What to do BEFORE Defaulting on Your Student Loans

what to do before defaulting on your student loans

If you fail to make payments on your student loans, you will eventually become behind in payments and you will be in default. Default is often described as failure to fulfill a commitment that you have made, which in this case is paying your student loan debt.

It is important to know that you can be late on a couple of payments and NOT be in default. You do NOT want to be in default because it has severe and negative effects on you and your credit score. In fact, you can have your wages garnished, your tax return seized, and liens placed on properties that you own.

There are ways that you can avoid default and some things you should do BEFORE you reach this default point. Continued failure to pay your student loan obligations will result in your inability to get student loans in the future.

Let’s take a look at some of the things you can do before you actually do default on your student loans. Remember, if you ever find yourself in a situation where you need additional help, speak with your student loan servicer.

Get a Job

If you do not have a job, you may want to consider getting one to help you pay down your student loan balance. It may not be an ideal situation for you, but it is something that you need to do to handle your financial debts.

If you already have a job and you still cannot afford your student loan payments, then you may want to consider a second job or, at minimum, a summer job.

There are many different types of jobs that you can get and while some of them ma pay minimum wage, you can use the extra income and send it directly to your student loan servicer. For example, if you work one job and it pays for all of your bills and you have some money left over, you could get a second job and send all of that secondary income to your student loan servicer to pay down the balance.

Consolidate Your Student Loans

Before you default on your student loans, you should try to consolidate them first. Consolidation is the act of combining multiple federal student loans into one single loan. When you do this, you will receive a weighted interest rate, which is the average of all interest rates on the loans.

Once your student loans are consolidated, you will then only make a single monthly payment as opposed to multiple monthly payments to different loans. Consolidated loans can eliminate the confusion of having multiple loans in your name and you will benefit from only having to worry about a single payment monthly.

Refinance Your Student Loans

Another option available to you is to refinance your student loans. This is a good option for students who have good credit or students who have a cosigner who is willing to sign on the loan for them.

When you refinance your student loans, you will receive a lower interest rate, which in return offers you a lower monthly payment. You can save thousands of dollars over the course of your loan term.

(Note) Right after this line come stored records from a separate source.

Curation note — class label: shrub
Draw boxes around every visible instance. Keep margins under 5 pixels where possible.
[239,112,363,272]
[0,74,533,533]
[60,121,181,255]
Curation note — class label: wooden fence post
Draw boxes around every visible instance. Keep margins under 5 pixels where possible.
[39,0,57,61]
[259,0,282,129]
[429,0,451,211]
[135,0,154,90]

If you think that you may default, you can refinance and bring your loan to an affordable monthly rate. Refinancing is similar to consolidation, but your interest rate is not weighted, which means it can be as low as two or three percent.

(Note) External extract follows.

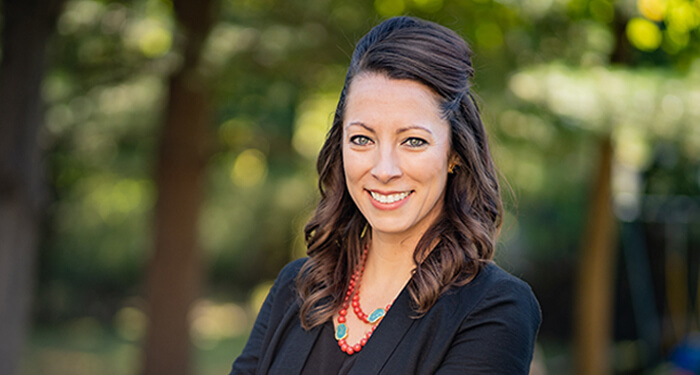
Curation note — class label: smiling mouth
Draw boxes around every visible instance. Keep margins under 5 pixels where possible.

The refinancing process includes your new private lender paying off your student loans and then creating a new loan with all of the new terms.

Change to a New Payment Plan

If you think that default may be in your future because of your financial situation, take some time to switch to a new repayment plan. This is often one of the steps taken by students to help save their loans from the default process.

Your loan servicer does have a number of repayment plans for you to join and you are not stuck with the original one you were put on. For example, you can apply for an income-based repayment plan, which factors in your family size and your income BEFORE your monthly payment amount is calculated.

Students who fall below the income threshold may have a payment amount of zero dollars per month in some cases.

There are additional repayment plans that you can apply for such as the Pay As You Earn Plan and the Extended Repayment Plan. Each one of these will help lower the amount you pay monthly, but it may extend the length of your loan over time as well.

Consider Forbearance or Deferment

Lastly, you can apply for forbearance or deferment of your student loans. Often times, students will apply for this when they need a financial break from paying their loans when they lose their job or run into a difficult financial situation.

There is a difference between forbearance and deferment. Forbearance is often used when you do not qualify for deferment. When you are approved for forbearance, you will not have to pay for your student loans for up to a 12-month time period or you may be able to make reduced payments on your student loans.

When a deferment is granted to a student, it means that the student’s principal balance of the loan and all interest accrual is delayed and stopped for a set period of time.

You often have to reapply each year for the forbearance or deferment program.

Final Thoughts on Saving Yourself from Default

There are many different options available to you and each one can help you save yourself from default. Student loans that are in default are not a good thing and will actually negatively impact you and your credit.

If you ever think that you may default or you find that you are in a position where you cannot afford your monthly payments, contact your loan servicer immediately to discuss your available options.